You signed in with another tab or window. Reload to refresh your session.You signed out in another tab or window. Reload to refresh your session.You switched accounts on another tab or window. Reload to refresh your session.Dismiss alert
In _check_operation_status() of AzureDeploymentService, debug logging relying on a JSON response from the management operation should be done after checking for response status code is 200.

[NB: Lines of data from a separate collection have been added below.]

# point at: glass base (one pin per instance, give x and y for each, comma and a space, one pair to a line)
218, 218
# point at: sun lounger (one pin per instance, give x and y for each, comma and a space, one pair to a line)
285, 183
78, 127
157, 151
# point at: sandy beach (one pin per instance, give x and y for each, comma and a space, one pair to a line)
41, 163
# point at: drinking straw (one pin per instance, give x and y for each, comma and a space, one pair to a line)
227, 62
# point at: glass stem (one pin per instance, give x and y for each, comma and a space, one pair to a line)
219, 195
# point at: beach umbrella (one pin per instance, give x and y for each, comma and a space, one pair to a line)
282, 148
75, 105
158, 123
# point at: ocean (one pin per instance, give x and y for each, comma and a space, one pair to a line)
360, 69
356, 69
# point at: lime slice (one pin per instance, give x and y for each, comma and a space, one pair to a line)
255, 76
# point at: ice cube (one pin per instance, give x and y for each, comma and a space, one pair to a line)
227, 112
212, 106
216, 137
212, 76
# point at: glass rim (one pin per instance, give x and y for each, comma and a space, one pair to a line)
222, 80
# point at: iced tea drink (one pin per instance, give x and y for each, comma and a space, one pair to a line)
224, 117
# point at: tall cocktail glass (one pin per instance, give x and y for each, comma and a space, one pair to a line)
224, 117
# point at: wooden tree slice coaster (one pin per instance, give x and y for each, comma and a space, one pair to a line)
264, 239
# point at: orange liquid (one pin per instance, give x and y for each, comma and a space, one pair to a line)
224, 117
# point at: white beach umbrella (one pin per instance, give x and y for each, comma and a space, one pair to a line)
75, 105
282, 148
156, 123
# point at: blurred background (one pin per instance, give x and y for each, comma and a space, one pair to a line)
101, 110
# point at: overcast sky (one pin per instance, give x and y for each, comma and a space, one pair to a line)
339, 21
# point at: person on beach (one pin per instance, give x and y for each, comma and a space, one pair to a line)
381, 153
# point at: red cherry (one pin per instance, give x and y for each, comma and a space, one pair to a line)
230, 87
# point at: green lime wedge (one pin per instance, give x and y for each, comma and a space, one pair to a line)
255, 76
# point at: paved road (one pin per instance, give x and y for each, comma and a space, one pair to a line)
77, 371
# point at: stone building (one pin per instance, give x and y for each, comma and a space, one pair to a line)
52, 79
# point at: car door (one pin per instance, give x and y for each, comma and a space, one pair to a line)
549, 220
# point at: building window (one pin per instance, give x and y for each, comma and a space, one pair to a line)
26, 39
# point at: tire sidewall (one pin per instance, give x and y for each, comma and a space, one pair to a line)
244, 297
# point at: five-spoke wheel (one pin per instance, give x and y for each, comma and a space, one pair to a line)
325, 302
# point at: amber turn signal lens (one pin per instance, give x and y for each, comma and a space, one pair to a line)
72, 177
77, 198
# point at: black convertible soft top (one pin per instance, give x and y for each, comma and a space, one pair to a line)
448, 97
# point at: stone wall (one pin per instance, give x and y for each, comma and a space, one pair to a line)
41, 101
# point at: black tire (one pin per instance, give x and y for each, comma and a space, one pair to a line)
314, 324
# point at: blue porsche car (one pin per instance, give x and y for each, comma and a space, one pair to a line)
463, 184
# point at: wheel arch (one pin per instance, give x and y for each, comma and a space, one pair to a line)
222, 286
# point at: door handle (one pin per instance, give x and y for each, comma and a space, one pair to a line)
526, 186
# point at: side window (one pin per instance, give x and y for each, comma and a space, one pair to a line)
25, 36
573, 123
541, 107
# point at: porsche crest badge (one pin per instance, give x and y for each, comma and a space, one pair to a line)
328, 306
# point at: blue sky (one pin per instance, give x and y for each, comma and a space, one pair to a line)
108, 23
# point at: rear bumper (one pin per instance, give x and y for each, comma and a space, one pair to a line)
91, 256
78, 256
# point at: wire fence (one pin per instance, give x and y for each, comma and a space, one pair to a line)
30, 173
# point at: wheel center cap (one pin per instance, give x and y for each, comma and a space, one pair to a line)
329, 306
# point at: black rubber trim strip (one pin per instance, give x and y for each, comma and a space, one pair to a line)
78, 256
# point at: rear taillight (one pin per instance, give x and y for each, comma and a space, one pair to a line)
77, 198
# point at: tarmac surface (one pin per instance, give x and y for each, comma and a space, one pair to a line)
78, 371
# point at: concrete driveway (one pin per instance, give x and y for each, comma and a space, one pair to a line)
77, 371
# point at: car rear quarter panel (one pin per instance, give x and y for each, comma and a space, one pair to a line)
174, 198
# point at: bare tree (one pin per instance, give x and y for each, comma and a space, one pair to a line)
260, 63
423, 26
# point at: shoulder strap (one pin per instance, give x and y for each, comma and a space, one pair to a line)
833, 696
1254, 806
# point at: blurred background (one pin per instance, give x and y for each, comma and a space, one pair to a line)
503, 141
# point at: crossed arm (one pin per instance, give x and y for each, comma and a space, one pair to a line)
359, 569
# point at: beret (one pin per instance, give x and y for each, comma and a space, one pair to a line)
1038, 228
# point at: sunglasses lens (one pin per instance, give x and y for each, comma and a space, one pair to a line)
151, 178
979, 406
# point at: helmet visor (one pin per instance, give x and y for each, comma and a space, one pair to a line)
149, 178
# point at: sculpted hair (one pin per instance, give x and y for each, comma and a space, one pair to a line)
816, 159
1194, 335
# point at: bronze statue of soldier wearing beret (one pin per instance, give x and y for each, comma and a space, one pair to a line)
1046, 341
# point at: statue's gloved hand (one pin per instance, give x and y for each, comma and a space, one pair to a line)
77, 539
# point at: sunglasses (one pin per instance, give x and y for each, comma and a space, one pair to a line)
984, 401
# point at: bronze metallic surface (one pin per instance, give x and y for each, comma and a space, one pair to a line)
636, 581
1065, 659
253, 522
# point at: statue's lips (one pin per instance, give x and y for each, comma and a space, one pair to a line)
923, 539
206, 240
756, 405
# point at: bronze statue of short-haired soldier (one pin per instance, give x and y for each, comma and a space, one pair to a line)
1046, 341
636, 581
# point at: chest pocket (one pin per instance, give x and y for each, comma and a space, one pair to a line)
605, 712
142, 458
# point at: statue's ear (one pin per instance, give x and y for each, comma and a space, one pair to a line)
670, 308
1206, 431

In this case, we have been having cryptic JSON decoding errors that are hard to reproduce (trying to decode empty JSON). However looking more carefully into the stack trace, we can see that a 503 response caused this issue. 503 is a Service Unavailable issue from the compute-side API so that should be handled separately, but it would be good to surface the real error instead of JSON decoding issue.
2024-07-24 07:10:42,882 azure_deployment_services.py:238 _check_operation_status DEBUG Response: <Response [200]>
{
"startTime": "2024-07-24T06:52:41.3832595+00:00",
"status": "InProgress",
"name": "ced88d6f-259f-4fba-8636-376158009bba"
}
2024-07-24 07:10:42,883 azure_deployment_services.py:316 _wait_while DEBUG Sleep for: 6.11 of 20.00 s
2024-07-24 07:10:48,999 azure_auth.py:119 get_access_token DEBUG Time to renew the token: 940.00 sec.
2024-07-24 07:10:49,003 connectionpool.py:1052 _new_conn DEBUG Starting new HTTPS connection (1): management.azure.com:443
2024-07-24 07:12:40,005 connectionpool.py:546 _make_request DEBUG https://management.azure.com:443 "GET /subscriptions/<REDACTED>/providers/Microsoft.Compute/locations/eastus2/operations/<REDACTED> HTTP/1.1" 503 988
2024-07-24 07:12:40,081 base_scheduler.py:132 __exit__ WARNING Scheduler END :: SyncScheduler
Traceback (most recent call last):
File "/opt/conda/envs/mlos/lib/python3.11/site-packages/requests/models.py", line 971, in json
return complexjson.loads(self.text, **kwargs)
^^^^^^^^^^^^^^^^^^^^^^^^^^^^^^^^^^^^^^
File "/opt/conda/envs/mlos/lib/python3.11/json/__init__.py", line 346, in loads
return _default_decoder.decode(s)
^^^^^^^^^^^^^^^^^^^^^^^^^^
File "/opt/conda/envs/mlos/lib/python3.11/json/decoder.py", line 337, in decode
obj, end = self.raw_decode(s, idx=_w(s, 0).end())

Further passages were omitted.